La délicate question des adhérents des partis politiques
POLITIQUE•A droite comme à gauche, les formations politiques connaissent des hauts et des bas en termes d’adhérents…Anne-Laëtitia Béraud
Plusieurs milliers d’adhérents ont récemment abandonné le parti Les Républicains (LR). En un an, leur nombre est passé de 179.000 à 175.900, soit une baisse de 3.100 personnes, avance ce mardi France Info. Un chiffre contredit par le secrétaire général adjoint aux fédérations de LR Eric Ciotti : L’élu des Alpes-Maritimes affirme sur cette même radio qu’« aujourd’hui on est environ à 200.000 adhérents ». Avant de rectifier un peu plus tard auprès de l’AFP : « Au 22 septembre, il y a 178.920 adhérents à jour de cotisation, l’année dernière à la même date on était à 181.000 ». Lors du congrès de « refondation » de l’ex-UMP, fin mai 2015, la formation revendiquait 210.000 adhérents à jour de cotisation.
Comment expliquer ces chiffres si différents? « La définition d’adhérent est floue par nature. Les différents partis n’ont pas une seule et même définition du terme d’adhérent. Et cette notion évolue aussi dans le temps », détaille le politologue Pierre Martin, enseignant-chercheur du CNRS et de l’Université de Grenoble.

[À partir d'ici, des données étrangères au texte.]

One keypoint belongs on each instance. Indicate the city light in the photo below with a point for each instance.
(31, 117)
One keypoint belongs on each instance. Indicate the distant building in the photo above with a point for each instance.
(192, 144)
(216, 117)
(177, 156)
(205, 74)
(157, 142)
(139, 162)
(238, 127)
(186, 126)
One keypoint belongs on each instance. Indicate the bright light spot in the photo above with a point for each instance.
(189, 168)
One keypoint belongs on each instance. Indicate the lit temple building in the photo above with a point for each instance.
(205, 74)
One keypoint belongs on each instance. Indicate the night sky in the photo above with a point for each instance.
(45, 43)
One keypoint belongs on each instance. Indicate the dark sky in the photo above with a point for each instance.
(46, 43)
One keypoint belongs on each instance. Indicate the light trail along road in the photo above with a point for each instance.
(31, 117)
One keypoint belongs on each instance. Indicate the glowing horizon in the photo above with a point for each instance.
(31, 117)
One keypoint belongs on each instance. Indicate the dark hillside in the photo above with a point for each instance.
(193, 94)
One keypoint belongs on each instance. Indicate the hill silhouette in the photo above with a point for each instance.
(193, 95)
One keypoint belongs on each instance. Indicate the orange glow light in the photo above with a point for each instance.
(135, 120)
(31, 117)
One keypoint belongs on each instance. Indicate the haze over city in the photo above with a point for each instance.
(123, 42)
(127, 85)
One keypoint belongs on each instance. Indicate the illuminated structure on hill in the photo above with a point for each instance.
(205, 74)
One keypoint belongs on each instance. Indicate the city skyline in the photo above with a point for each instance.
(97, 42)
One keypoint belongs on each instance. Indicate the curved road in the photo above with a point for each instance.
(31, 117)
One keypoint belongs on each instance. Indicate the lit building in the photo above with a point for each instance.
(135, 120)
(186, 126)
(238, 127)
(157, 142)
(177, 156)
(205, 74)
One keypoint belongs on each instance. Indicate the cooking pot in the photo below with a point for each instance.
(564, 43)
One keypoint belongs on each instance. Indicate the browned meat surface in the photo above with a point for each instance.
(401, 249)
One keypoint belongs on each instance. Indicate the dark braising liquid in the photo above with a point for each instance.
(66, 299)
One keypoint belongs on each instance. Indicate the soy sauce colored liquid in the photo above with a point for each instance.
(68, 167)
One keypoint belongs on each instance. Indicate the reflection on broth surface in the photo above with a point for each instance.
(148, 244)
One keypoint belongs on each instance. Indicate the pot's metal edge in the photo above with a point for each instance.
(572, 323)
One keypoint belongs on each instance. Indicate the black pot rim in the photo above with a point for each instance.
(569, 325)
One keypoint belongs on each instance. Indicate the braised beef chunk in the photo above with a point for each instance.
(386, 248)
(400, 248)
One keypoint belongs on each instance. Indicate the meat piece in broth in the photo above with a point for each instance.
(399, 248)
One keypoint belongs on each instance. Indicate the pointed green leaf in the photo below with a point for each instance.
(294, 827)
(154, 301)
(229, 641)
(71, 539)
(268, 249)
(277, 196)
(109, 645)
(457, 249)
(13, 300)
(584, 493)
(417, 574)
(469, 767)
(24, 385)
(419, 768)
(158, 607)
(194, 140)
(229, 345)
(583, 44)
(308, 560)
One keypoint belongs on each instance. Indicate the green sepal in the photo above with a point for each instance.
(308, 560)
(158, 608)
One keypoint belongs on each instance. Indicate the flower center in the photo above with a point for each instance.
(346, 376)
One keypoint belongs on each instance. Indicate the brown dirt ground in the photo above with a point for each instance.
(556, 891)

Ainsi, un adhérent peut être défini comme encarté dans un parti, mais être un simple donateur dans une autre formation. A ce flou juridique, s’ajoutent des difficultés techniques pour compter précisément les adhérents. « Les partis n’ont pas toujours les moyens, ni la volonté de rayer des adhérents dans les fédérations locales. Il faut donc toujours prendre une distance par rapport aux chiffres annoncés », avertit le politologue.
L’objectif de la présidentielle 2017
L’imprécision des chiffres, plus ou moins voulue ou subie, n’empêche cependant pas l’ambition. Le président du parti Les Républicains Nicolas Sarkozy ambitionne 500.000 adhérents en 2017, et « l’objectif de 300.000 adhérents est tenable » comme l’a rappelé Eric Ciotti mardi matin. Cet élan vers la présidentielle semble d'autant plus laborieux alors qu’en 2007, toujours sous la houlette de Nicolas Sarkozy, l’UMP comptait 340.000 adhérents.
Mais là encore, rien de nouveau ou d’original dans cette apparente désaffection, estime Pierre Martin. Les variations du nombre d’adhérents politiques existent tant à droite qu'à gauche. Quand le PS revendique à l’été 2015 131.000 adhérents, « son chiffre varie entre 90.000 et 150.000 » depuis 40 ans, précise le politologue. A droite, les périodes fastes son interrompues par des crises qui dispersent les adhérents. « Le RPR n’était pas dans une situation brillante en 1999, avec la crise liée à Philippe Seguin, rappelle le politologue, tout comme le Front national en 1998 après la scission avec Bruno Mégret ou après l’échec à la présidentielle 2007 ».
Des partis sans grand besoin d’adhérents
Enfin, les vagues d’adhésion peuvent varier… grâce aux partis et à leur activité plus ou moins soutenue dans ce domaine. « Les partis ne sont pas passifs. Ils peuvent produire des adhérents s’ils suivent une politique active de recrutements. Par exemple, les adhésions ont décollé sous Nicolas Sarkozy à l’UMP dans les années 2000 grâce à des campagnes de mailing [envois de courriels] et de gros efforts fournis pour contacter les sympathisants », rappelle Pierre Martin.
Et quand bien même les adhérents intéressent les partis et peuvent leur rapporter de l’argent, ces formations peuvent parfois s’en passer. En effet, «les adhérents demandent des comptes, voire des places… Certains partis estiment ne pas en avoir nécessairement besoin, d’autant qu’ils disposent de différentes sources de financements, dont les subventions publiques », souligne le politologue Pierre Martin.
Depuis les lois sur le financement public aux partis, ces derniers disposent de subventions liées à leurs résultats aux élections législatives et à leur nombre de parlementaires. Pour l’année 2015, un peu plus de 63,1 millions d’euros ont été versés aux partis politiques, selon un décret du 23 janvier 2015 paru au Journal officiel. Le PS et le parti Les Républicains se partagent le gros de cet argent public.